Right after the dialogue ended up as another failure, Park Chol-su, Pyongyang's top delegate, suddenly visited the pressroom in Kaesong without notice and told South Korean reporters that the working-level negotiation was "in danger of breakdown."

"If the fate of the Kaesong industrial zone is shattered in this way, military camps cannot help being restored (in Kaesong)," said Park, mentioning the possibly permanent blockage of cross- border land route in the western area.

With the Park's surprising visit, the Democratic People's Republic of Korea (DPRK) delegation handed out to South Korean reporters the draft copies of all proposals that it had made during the negotiation.

The DPRK sought to find a middle ground during the talks to make headway in the negotiation, but South Korea stuck to its guns without any concessions and created artificial impasse to the talks, said Park.

The top negotiator stressed that Pyongyang can operate the joint industrial park on its own without any support from Seoul.

In response, the spokesman's office of South Korea's Unification Ministry said in an emergency statement that the DPRK' s declaration of an actual breakdown of the talks was "deeply regrettable," cautioning that such declaration drove the fate of the Kaesong industrial zone to "stand at the serious crossroads."

The ministry warned that the South Korean government cannot help making "a grave resolution" unless the DPRK shows sincere attitude towards measures to prevent recurrence of its unilateral shutdown of the jointly operated industrial park in the DPRK's border town of Kaesong.

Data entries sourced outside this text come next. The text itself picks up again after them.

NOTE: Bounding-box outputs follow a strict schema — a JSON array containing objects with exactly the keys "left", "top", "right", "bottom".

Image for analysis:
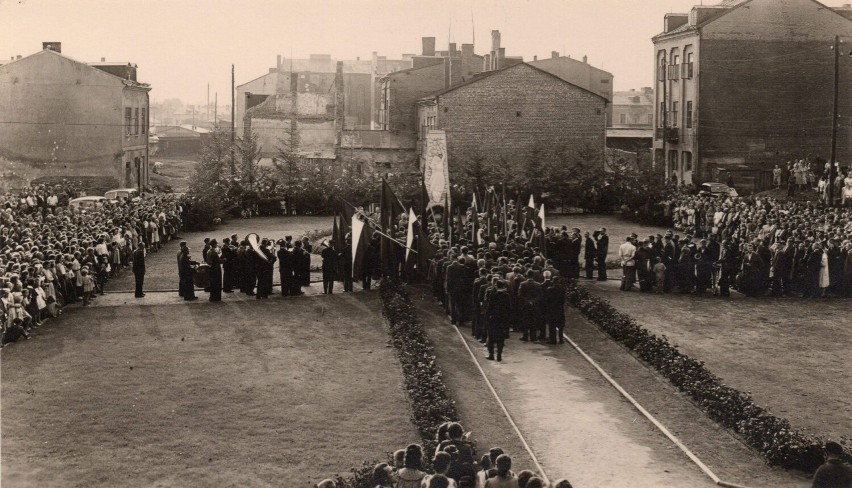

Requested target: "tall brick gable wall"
[
  {"left": 437, "top": 64, "right": 606, "bottom": 175},
  {"left": 699, "top": 39, "right": 852, "bottom": 174},
  {"left": 386, "top": 63, "right": 447, "bottom": 134}
]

The eventual breakdown of the dialogue to revive the last- remaining symbol of inter-Korean rapprochement was feared to worsen the already-frozen relations. Seoul and Washington planned to hold their joint annual military drills next month, throwing far away the chance to mend ties between Seoul and Pyongyang.

The Kaesong industrial complex, where 123 South Korean companies run factories, has been suspended since the DPRK pulled out around 53,000 of its workers in early April in protest against the joint annual military exercises between South Korea and the United States.

From start to end of the talks, Seoul called on Pyongyang to take responsibility for the damages to South Korean companies caused by its unilateral shutdown of the joint industrial zone, and provide a clear assurance to prevent recurrence of such an incident.

Pyongyang showed positive stance at the fifth round of talks towards developing the Kaesong industrial zone into an international factory park, but it has consistently refused to accept Seoul's proposal to offer guarantees on recurrence prevention.

On Monday, South Korean President Park Geun-hye linked the Kaesong talks to broader inter-Korean relations in the future, indicating her unwillingness to make concessions.

Park said at a meeting with senior presidential secretaries that the dialogue will serve as "an important basis for principles and frameworks for establishing new inter-Korean relations," noting that it would be in the DPRK's own interest to create stable conditions for investment by devising legal, institutional tools conforming to international standards.